14ème législature

Question N° 4224
de M. Philippe Goujon (Les Républicains - Paris )
Question au gouvernement
Ministère interrogé > Affaires sociales et santé
Ministère attributaire > Affaires sociales et santé

Rubrique > drogue

Tête d'analyse > toxicomanie

Analyse > salles d'injection de drogue. mise en place.

Question publiée au JO le : 12/10/2016
Réponse publiée au JO le : 12/10/2016 page : 6059

Texte de la question

Texte de la réponse

SALLES DE SHOOT


M. le président. La parole est à M. Philippe Goujon, pour le groupe Les Républicains.

M. Philippe Goujon. Monsieur le président, chers collègues, aujourd'hui, madame la ministre de la santé, vous avez inauguré, avec la maire de Paris, la seule salle de shoot de France (Applaudissements sur les bancs du groupe socialiste, écologiste et républicain), rompant un consensus politique suivi par tous les gouvernements. C'est une fausse bonne idée : ces salles ne sont pas utiles ; pire, elles sont dangereuses.

Elles ne sont pas utiles car notre offre de réduction des risques est l'une des plus performantes au monde, avec deux tiers des usagers traités dans des centres spécialisés : overdoses divisées par cinq – il y en a cinq fois moins qu'en Allemagne, pays des salles de shoot –, contaminations par VIH divisées par quatre, mais aussi quatre fois moins d'héroïnomanes qu'en Suisse, quatre fois moins de cocaïnomanes qu'en Espagne, autres pays des salles de shoot.

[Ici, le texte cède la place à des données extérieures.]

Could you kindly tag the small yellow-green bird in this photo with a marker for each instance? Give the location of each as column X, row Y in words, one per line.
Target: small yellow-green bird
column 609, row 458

Ces salles sont aussi dangereuses, d'abord parce que tout médecin sait bien que nulle intoxication ne peut être traitée par le produit qui l'a créée, d'où leur condamnation par nos académies de médecine, de pharmacie et par l'ordre des médecins ; mais aussi par les riverains qui redoutent ces zones de non-droit et d'implantation des trafics autour d'une salle ouverte uniquement aux heures de bureau. Surtout, elles brouillent le message de l'État, qui ne peut mener une politique de désintoxication tout en accompagnant la consommation, banalisant, voire légitimant la drogue par une dépénalisation de fait, alors qu'en la matière, les interdits sont essentiels.

M. Jacques Myard. L'État veut nous intoxiquer !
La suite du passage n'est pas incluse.